Fears that a Labor “supermajority” could turn our parliamentary democracy into a parliamentary dictatorship are fast becoming a reality. [emphasis, links added]
Ed Miliband, the UK's energy security and net zero secretary, has run roughshod over local democracy by ignoring the advice of the Planning Inspectorate and approving the development of a massive solar 'park' that will swallow up thousands of people in Cambridgeshire and Suffolk acres of land.
Other plans across Lincolnshire have also been approved.
This could be just the beginning of Labour’s assault on the countryside, with other solar industrial complexes, battery “farms” and their connected tower scars, and onshore wind all waiting in the wings.
Looking back, we might view this as the opening act of a doctrinaire campaign to achieve unrealistic net-zero emissions targets, in particular the ridiculous target of decarbonizing the grid by 2030.
Labor used passionate rhetoric about food security to appeal to rural voters during the election.

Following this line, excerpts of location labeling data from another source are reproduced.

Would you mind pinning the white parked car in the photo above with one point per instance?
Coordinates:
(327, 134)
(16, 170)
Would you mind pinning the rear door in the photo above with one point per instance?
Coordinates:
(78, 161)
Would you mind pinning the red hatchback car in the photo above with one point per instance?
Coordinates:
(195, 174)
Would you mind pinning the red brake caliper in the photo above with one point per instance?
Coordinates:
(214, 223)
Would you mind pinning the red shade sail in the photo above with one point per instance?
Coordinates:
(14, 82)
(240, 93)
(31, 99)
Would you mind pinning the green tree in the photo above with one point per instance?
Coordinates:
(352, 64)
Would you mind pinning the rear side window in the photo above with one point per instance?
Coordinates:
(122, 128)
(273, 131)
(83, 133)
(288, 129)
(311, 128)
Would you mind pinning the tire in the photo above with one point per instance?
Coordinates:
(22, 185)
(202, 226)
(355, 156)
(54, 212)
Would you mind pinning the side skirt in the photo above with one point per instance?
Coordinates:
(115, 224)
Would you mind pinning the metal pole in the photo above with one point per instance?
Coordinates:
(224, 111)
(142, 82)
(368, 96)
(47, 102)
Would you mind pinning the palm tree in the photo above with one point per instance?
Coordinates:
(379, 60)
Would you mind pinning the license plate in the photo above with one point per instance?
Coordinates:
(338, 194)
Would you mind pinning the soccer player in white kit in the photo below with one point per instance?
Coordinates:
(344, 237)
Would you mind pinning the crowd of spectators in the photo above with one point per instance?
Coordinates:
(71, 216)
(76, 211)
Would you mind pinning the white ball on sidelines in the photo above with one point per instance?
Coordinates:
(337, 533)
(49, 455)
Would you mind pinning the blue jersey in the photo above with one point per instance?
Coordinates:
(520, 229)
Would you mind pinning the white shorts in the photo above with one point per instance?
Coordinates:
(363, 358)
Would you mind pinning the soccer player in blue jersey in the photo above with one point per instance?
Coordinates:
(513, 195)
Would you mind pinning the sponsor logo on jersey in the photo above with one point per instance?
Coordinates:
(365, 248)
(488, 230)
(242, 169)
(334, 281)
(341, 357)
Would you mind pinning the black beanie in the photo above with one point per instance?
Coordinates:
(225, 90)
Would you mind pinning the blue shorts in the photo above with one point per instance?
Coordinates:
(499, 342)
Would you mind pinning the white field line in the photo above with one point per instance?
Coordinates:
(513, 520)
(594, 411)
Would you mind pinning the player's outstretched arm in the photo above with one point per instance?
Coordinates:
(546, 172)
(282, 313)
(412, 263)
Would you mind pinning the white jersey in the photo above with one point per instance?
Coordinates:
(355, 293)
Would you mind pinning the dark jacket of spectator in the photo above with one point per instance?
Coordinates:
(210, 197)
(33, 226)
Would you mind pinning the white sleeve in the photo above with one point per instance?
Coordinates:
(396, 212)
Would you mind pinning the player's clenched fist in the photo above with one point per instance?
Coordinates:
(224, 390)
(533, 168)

However, this decision alone could increase our import needs by the equivalent of 21 million loaves of bread a year, and there is a risk of higher food prices as we rely on unstable world markets.
Labour's old slogan of “for the many, not the few” also rings hollow to homeowners whose shabby homes may lose value without compensation and agricultural workers who may lose their jobs.
Make no mistakes, It’s a transfer of wealth from the many to the few – landowners, Chinese panel manufacturers and renewable energy investment companies.
Hysterical green arguments are used to excuse this authoritarianism, but there are many more effective and less destructive ways to achieve net zero emissions.
For example, there are over 600,000 acres of south-facing commercial roof space in the UK that could be equipped with solar energy. In any case, solar power is less efficient in cloudy Britain and considering we all live under the same atmosphere we'd be better off renting a patch of desert somewhere to use it.
Stealth electricity generation through anaerobic digestion of sewage and animal slurries (which can also significantly improve water quality in rivers and beaches) is underutilized. Then there are the small-scale cores.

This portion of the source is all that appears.